Temperature Mashup Demo – Download the Workbook!

November 18, 2009

As promised, here is the workbook that contains everything I have demonstrated so far in the Temperature Mashup example.

       Click here to download workbook

(NOTE: I discovered a bug in the original file – the Qty per Day measure was returning incorrect results.  The version above is now is fixed.  Also no longer needs to be renamed from .DOCX).

And the updated demo walkthrus for this workbook are here:

     Joining the temperature data to my sales data

     Creating a Sales Qty Per Day Measure


Introducing PowerPivot DAX Measures

November 15, 2009

Up until this point, I’ve just used DAX (PowerPivot’s extension to the Excel formula language) to create calculated columns in the PowerPivot window.

There’s a lot of utility in DAX calc columns, but that’s not where DAX really shines.  DAX measures let you do things in Pivot reports that simply weren’t possible in Excel before.

In the last video, I mentioned that merely showing raw sales amount didn’t really tell me whether my products sold better or worse in varying temperatures, since there are varying numbers of days of each temperature – perhaps the relatively low sales on Hot days is just because there weren’t many Hot days?

Enter DAX measures, a PowerPivot feature on par with relationships, slicers, and mashups.  But you might overlook them on a casual tour through the PowerPivot for Excel addin, since they live behind a single ribbon button.

DO NOT OVERLOOK DAX MEASURES!  There is literally a world of power lurking there.  I want to make absolutely sure that you grasp them – both their power as well as the “how to,” so I will spend the next couple of posts on them.

First, a word about videos vs. text and screenshots

Awhile back I asked for feedback on which format was preferred – text and screenshots, or videos.  Videos got more votes, by about two-to-one.  But my text-and-screenshot posts are getting more views than my video posts.

Clearly, those of us who are too busy to watch videos are also too busy to respond to surveys :)
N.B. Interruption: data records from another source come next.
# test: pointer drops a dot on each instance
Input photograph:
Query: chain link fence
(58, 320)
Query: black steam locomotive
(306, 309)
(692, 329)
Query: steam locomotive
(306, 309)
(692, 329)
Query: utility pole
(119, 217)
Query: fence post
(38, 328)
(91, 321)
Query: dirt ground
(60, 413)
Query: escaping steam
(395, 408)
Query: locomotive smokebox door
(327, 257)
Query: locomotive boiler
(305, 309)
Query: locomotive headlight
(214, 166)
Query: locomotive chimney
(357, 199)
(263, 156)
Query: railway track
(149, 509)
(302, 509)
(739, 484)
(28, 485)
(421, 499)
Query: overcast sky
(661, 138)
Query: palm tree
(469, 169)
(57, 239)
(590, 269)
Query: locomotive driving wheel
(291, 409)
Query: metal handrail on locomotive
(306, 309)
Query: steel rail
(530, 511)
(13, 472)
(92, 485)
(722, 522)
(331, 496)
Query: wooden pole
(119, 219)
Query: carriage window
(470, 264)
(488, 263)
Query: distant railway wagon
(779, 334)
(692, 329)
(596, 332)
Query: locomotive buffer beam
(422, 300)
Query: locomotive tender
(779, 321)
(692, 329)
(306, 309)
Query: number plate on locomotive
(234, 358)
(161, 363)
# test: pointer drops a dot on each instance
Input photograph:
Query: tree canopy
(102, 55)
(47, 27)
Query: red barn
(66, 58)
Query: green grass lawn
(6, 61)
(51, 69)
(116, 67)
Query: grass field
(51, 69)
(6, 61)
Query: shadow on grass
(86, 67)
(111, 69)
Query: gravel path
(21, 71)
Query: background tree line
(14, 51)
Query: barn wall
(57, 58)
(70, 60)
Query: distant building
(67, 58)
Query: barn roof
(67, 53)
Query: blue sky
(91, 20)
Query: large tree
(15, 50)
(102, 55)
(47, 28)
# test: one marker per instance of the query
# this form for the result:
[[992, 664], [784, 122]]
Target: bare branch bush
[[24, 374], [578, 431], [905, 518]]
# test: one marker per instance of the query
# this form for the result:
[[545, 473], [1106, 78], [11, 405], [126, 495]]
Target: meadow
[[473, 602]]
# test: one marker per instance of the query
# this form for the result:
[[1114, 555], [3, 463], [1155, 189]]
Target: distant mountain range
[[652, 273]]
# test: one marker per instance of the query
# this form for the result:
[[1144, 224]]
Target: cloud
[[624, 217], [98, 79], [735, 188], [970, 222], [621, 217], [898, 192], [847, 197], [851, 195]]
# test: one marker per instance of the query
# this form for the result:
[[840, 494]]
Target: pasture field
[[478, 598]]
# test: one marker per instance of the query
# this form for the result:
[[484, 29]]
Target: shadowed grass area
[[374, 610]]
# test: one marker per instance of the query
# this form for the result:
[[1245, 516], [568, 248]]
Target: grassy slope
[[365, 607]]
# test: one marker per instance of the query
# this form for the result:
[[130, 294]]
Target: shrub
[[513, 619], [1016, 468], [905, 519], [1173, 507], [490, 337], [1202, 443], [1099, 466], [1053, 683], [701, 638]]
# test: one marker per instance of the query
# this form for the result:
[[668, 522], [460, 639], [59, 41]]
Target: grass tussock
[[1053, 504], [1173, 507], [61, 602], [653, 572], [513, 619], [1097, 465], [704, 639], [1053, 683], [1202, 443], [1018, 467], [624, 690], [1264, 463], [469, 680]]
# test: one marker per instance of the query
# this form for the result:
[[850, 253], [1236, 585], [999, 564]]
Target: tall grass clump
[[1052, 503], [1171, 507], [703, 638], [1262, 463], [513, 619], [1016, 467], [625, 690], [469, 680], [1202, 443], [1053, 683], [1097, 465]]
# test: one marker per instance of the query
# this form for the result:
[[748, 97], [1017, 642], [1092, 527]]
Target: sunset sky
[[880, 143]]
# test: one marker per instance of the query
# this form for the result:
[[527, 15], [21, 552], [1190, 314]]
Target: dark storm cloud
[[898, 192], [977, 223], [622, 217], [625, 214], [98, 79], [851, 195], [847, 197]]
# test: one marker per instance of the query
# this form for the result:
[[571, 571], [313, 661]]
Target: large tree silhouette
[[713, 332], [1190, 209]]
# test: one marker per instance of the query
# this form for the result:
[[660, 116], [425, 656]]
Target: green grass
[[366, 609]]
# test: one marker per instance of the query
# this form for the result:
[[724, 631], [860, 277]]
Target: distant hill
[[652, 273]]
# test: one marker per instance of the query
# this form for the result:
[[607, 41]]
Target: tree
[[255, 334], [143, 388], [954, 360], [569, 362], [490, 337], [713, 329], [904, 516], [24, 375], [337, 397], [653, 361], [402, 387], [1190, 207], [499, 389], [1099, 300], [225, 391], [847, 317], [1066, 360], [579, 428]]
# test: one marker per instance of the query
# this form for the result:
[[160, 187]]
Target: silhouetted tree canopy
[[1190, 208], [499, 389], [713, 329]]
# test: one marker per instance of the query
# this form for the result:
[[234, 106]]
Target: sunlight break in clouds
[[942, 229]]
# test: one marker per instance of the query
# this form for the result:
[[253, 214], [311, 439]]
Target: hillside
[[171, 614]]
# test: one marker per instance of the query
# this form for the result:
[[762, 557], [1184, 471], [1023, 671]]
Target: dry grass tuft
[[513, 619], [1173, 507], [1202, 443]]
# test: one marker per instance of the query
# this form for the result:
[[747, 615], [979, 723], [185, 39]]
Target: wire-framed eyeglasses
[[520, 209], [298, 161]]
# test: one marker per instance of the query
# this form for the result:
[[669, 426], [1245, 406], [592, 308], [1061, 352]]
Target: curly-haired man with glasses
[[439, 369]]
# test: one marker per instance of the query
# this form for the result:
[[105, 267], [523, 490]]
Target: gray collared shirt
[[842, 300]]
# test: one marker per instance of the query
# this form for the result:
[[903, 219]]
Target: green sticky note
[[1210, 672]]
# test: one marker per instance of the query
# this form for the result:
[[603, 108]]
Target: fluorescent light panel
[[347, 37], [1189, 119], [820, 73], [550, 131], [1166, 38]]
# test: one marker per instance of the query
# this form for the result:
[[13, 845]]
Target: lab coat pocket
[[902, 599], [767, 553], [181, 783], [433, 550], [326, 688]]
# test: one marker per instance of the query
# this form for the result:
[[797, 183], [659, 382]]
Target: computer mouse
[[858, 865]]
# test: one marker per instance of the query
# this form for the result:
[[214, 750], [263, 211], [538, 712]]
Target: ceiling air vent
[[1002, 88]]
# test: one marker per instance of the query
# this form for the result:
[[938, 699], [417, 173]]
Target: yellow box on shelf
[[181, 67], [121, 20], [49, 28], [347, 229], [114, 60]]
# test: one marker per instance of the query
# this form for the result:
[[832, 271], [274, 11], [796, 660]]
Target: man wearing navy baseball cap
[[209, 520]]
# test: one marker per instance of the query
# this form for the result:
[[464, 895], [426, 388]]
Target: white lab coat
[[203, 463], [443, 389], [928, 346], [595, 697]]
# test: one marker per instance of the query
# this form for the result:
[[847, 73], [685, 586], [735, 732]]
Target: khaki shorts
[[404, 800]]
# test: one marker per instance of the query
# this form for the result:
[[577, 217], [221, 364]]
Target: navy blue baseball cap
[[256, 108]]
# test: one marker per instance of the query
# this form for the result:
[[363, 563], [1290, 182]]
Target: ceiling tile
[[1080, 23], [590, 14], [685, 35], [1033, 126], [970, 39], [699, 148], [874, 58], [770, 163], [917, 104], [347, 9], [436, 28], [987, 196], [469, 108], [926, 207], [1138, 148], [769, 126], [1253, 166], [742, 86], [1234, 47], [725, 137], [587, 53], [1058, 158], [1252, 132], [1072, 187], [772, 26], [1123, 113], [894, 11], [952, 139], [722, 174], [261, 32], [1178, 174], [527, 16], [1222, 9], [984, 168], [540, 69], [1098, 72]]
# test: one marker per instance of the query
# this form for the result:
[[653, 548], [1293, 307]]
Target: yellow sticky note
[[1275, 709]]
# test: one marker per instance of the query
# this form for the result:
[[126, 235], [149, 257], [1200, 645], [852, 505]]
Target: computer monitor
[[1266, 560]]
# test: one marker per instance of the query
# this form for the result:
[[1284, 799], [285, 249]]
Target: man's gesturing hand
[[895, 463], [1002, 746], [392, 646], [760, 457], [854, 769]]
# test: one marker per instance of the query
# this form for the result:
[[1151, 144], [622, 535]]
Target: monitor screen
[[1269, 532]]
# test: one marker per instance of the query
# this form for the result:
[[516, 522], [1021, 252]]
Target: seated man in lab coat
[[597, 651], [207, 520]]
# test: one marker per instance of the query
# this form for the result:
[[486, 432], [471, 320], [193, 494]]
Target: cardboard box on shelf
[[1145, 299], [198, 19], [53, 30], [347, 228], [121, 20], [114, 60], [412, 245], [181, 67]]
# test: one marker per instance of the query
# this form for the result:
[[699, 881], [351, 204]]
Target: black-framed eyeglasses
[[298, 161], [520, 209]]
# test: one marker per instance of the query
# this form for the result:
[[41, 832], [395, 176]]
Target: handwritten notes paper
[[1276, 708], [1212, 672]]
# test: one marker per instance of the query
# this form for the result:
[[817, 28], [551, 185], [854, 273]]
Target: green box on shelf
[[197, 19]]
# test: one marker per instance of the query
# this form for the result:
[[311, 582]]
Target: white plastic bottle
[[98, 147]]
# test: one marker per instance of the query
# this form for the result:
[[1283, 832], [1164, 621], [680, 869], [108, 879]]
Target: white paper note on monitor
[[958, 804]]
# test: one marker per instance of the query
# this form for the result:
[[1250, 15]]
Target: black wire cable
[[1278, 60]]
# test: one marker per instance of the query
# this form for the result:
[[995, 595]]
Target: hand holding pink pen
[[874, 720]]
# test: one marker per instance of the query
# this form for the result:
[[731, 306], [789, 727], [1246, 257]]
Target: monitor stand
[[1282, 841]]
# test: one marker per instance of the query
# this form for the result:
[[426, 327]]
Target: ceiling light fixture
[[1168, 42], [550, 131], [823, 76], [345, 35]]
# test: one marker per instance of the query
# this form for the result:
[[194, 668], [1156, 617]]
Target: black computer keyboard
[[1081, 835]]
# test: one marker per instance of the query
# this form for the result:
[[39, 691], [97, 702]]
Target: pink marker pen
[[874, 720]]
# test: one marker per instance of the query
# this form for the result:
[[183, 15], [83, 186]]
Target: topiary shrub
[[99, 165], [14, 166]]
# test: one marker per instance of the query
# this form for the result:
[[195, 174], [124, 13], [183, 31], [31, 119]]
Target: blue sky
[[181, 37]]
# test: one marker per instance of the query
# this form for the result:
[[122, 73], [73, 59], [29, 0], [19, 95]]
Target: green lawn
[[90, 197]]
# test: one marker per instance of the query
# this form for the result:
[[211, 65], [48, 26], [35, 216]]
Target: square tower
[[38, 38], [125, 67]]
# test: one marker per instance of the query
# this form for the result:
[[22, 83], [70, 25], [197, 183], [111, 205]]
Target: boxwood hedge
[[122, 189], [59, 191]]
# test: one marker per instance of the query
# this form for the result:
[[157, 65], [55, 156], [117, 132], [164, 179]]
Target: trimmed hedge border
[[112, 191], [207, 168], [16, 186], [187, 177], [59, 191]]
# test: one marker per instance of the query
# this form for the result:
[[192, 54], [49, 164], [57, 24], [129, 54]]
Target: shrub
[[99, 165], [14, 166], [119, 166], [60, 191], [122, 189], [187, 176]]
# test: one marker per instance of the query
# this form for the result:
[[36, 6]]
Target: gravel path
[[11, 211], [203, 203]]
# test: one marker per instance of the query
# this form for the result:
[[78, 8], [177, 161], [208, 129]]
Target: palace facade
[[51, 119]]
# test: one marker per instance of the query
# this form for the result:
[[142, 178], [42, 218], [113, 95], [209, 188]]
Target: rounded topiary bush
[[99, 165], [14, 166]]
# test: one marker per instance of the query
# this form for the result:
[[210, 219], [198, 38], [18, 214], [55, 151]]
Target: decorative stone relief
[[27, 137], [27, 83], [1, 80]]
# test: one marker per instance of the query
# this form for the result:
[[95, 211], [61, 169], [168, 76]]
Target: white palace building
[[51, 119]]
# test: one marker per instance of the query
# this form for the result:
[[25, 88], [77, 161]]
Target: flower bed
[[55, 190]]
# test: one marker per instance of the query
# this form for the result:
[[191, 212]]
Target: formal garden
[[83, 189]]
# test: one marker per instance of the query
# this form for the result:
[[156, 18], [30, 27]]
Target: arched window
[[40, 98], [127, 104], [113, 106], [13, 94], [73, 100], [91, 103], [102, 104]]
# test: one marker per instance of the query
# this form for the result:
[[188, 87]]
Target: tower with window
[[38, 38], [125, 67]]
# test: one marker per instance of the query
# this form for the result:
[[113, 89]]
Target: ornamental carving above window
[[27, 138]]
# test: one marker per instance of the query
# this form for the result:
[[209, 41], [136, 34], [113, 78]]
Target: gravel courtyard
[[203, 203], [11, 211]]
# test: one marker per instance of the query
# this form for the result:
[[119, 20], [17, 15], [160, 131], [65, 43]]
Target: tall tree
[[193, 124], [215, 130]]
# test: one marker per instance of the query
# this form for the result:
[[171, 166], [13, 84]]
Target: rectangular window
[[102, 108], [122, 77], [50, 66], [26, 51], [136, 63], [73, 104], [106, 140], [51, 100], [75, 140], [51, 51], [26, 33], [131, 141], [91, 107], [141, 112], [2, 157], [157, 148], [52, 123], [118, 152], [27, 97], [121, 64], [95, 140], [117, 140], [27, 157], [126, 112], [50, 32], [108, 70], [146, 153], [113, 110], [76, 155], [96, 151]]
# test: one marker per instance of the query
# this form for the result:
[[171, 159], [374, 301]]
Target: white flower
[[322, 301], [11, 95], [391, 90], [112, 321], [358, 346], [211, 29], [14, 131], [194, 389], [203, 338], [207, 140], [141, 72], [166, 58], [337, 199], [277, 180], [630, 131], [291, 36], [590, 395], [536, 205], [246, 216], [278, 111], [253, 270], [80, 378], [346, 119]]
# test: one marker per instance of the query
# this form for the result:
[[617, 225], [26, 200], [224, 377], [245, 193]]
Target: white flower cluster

I respect that – personally I think I prefer to consume text and screenshots over videos.  A video seems like a commitment, whereas scanning text is on my terms, even if on net I spend the same amount of time on either.  So here is my new philosophy, always subject to revision:

  1. I’m going to use videos whenever I am introducing something new, that benefits from the explanatory power of video
  2. Quick tips and tricks, as well as “power” techniques – I think I’m going to lean toward text and screenshots for these, unless it’s an in-depth technique
  3. Even when I use video, I’m going to try to summarize the content of the videos – not as an attempt to replicate their content, but more as a table of contents so you know why I think it’s worth your time to watch the video

So, I’ll share the videos first, and a summary after.

The Videos

 

 

(These are the fixed versions from 11/24/09)

Videos Summary

  1. Quick demo of conditional formatting and number formatting, and how surprisingly impactful they are
  2. The DAX Measure Dialog
  3. Qty per Day can be calc’d using =SUM([Quantity]) / COUNTROWS(RELATEDTABLE(DimDate))
    1. Simple formula, but how does it work?  Please consult…
  4. …The Five Golden (and Simple) Rules of DAX Measures
    1. Home Table = The table where the numeric columns are
    2. Columns always wrapped in aggregation functions like SUM()
    3. Calcs always are working against the source tables, not the pivot report
    4. Two phases:  Filter, then Calculate
    5. Think of things as if they happen cell-by-cell
  5. Once you grasp those, you can suddenly do AMAZING things

The temperature data from last night’s video

November 13, 2009

Just a reminder that the temperature data I used in last night’s video is available here.  Have fun :)

(I’ll post the full PowerPivot workbook, too, once CTP3 is released).